Five million Zimbabweans -- out of a population of about 12 million -- are in need of food aid now, the report said. The group is appealing for 18,000 tons of food for next month.

"We have already been forced to reduce the rations of emergency food we are delivering because there isn't enough to go around," the report said. "If, as we fear, the food aid pipeline into Zimbabwe begins to fail in the new year the millions of people who rely on emergency food aid will suffer."

Zimbabwe is facing its worst economic and humanitarian crisis since its independence from Great Britain 28 years ago. There is an acute shortage of all essentials such as cash, fuel, medical drugs, electricity and food.

President Robert Mugabe blames the crisis on the sanctions imposed on him and his cronies by the West for allegedly disregarding human rights. But Mugabe's critics attribute the crisis to his economic policies.
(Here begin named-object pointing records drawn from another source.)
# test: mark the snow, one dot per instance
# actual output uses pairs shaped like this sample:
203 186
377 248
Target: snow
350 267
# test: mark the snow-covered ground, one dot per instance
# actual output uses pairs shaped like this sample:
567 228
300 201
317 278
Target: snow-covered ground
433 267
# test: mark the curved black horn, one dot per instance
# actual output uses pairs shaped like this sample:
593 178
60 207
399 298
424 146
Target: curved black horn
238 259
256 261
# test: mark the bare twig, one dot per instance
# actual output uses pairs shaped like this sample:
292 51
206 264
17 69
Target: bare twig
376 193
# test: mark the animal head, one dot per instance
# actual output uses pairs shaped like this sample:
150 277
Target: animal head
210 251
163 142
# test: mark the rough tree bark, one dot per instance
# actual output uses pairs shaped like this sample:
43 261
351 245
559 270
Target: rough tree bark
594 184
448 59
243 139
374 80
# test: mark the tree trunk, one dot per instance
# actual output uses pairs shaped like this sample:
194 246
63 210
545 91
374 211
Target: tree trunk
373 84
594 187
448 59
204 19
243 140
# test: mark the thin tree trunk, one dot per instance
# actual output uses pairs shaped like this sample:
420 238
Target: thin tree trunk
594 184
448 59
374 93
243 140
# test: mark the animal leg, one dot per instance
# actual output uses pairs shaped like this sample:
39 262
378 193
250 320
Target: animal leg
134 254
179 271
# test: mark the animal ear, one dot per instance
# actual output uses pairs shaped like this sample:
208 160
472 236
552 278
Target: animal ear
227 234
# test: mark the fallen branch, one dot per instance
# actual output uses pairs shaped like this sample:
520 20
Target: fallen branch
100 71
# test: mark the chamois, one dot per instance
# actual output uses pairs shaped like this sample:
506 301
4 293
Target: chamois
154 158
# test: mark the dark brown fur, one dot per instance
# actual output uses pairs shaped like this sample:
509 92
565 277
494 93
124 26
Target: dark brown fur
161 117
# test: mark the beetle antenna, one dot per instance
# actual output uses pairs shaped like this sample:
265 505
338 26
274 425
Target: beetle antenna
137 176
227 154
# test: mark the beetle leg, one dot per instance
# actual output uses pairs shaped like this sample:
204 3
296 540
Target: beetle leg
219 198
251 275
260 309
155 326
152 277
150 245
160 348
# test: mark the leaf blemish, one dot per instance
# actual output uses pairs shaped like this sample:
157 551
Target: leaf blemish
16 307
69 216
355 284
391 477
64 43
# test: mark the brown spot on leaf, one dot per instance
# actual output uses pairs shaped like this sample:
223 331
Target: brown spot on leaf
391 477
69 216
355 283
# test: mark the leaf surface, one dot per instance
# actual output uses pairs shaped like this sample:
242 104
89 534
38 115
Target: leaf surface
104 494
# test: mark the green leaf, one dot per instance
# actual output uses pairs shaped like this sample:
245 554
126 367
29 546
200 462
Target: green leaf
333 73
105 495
As the economy has faltered for almost a decade now, a cholera epidemic is raging, fueled by the collapse of health, sanitation and water services in Zimbabwe. The epidemic has claimed more than 1,100 lives and infected more than 20,000 people since its outbreak in August.

Health experts have warned that the water-borne disease could infect more than 60,000 unless its spread is halted.

The political crisis rose to a boil in this year when the opposition party claimed that it won the presidential election, but Mugabe's government refused to recognize the result. Instead, the race was thrown to a runoff, which was boycotted by the opposition.


Mugabe signed an agreement with the opposition in September to form a unity government, but a bitter dispute over the division of cabinet seats has prevented its formation.

Inflation is so severe that the government was forced to print $10 billion currency notes last week, with each expected to buy just 20 loaves of bread.